Interested software developers can look at the public DNG SDK for details.
Keep in mind that a 16bit image format (eg, TIF) is actually a container, and I've seen many variations on putting lesser bit depths in the format. EG, 10bits may only be stored in the first 1024 bins, or the same 10bit data may instead be stored in every 6th bin - the latter of which is the most common and best way. When I look at the 16bit histogram after ACR has converted 12bit RAW to 16bit TIF, it is as if 12bits has been converted to 16bits (actually 15bits), because every bin appears to have data in it.
As to how it's actually done, it may be proprietary ... but someone else may be able to draw conclusions from the open algorithms that are available (eg, dcraw).
Eric said it all, but apparently it needs to be spelled out in more detail.
The TIFF specification requires, that the original value range be spread over the entire numerical range of the actual TIFF format.
In straightforward cases, for example when converting an 8bit image to 16bit, the conversion is accomplished simply by multiplying the 8bit values by 256.

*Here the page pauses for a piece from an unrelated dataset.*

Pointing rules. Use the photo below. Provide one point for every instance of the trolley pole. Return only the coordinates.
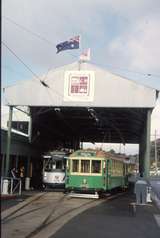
(8, 141)
(147, 145)
(155, 143)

Note, that DNG is different: if the original raw data is of more than 8bit depth, then the DNG file will be 16bit, but the original raw data is *not spread* over the numerical range of 16bit depth.
An educated guess would be that the missing bits are filled with the most
significant bits of the original value, similar to the way that Photoshop
converts 8 bits to 16 bits in Photoshop.
This is superior to simply filling out with zeros because it spreads the
values out equally across the 16 bit range. For example, 0x00 maps to
0x0000, and 0xff maps to 0xffff.
If, as Michael Schaefer says, there are no empty bins in the 16 bit
histogram, noise is added.
Internally, Photoshop does not use the entire 16 bit range, but 0x0 through
0x8000. Guessing again, but it seems likely that ACR does the same.
No need to guess. It's linear scaling, as I described earlier. You start with a value in the range [0,a]. You want to map it to another range [0,b]. The scale factor is b/a.
As stated in the DNG spec, the raw values are mapped during the linearization stage to the range [0,1].
>If, as Michael Schaefer says, there are no empty bins in the 16 bit
histogram, noise is added.
If one takes a 12 bit raw file and multiplies by Eric's scaling factor (16) to convert to 16 bit the raw data does have holes. However, when the gamma correction is added and demosaicing with interpolation is performed these holes are completely filled in. Some noise may be added, but this is not necessary to explain the absence of holes in the converted file.